COMPOSE alberga actualmente tres proyectos piloto. En uno de ellos participa la empresa emergente U-Hopper, distinguida con varios premios por su plataforma de análisis para el comercio minorista, RetailerIN, basada en COMPOSE. Esta solución se encuentra actualmente en fase de pruebas en el supermercado SAIT-COOP de Trento, Italia. Se realiza un seguimiento de los carritos y las cestas de los compradores para elaborar un mapa térmico de los lugares del establecimiento donde los clientes pasan más tiempo.
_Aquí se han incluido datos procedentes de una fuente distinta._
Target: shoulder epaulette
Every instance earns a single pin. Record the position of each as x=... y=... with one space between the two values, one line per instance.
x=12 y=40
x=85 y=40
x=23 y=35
Desde su despacho, el encargado de la tienda puede controlar la eficacia de los expositores y de las campañas, así como las colas que se forman en las distintas cajas, para cambiar las estrategias del supermercado según las necesidades.

El segundo proyecto piloto está dirigido a la práctica de compartir coche entre unos setecientos cincuenta empleados y estudiantes de la Universidad de Tarragona.La aplicación se sirve de las redes sociales para promover esta práctica a través de la reserva de plazas en el aparcamiento de la universidad; de este modo se reduce el número de vehículos que se desplazan a este centro académico todos los días.

El tercer proyecto piloto discurre en una estación de esquí de Trentino, en Italia. Los esquiadores reciben información sobre las condiciones de la nieve y del tiempo en sus smartphones desde una red de estaciones meteorológicas. Esta aplicación, Go2Ski, también sirve para que los amigos se reúnan y compartan fotos e incluso informa de la longitud de las colas para acceder a los remontes. Pero la utilidad de esta aplicación no desaparece con el buen tiempo. Cuando la nieve se derrite, la misma red de meteorología ofrece información para practicar deportes propios de temperaturas más cálidas, como el ciclismo.

El portal del proyecto COMPOSE ha registrado más de 8.000 visitas de usuarios de setenta países. En cinco «hackatones» celebrados en Zúrich, Londres, Bolzano, Barcelona y Trento han participado activamente unos doscientos programadores externos para validar la plataforma COMPOSE. El equipo de este proyecto ha puesto en marcha también una iniciativa de estandarización de la Web de las cosas a favor de mercados abiertos de aplicaciones y servicios basada en el Internet de las cosas y la Web de datos.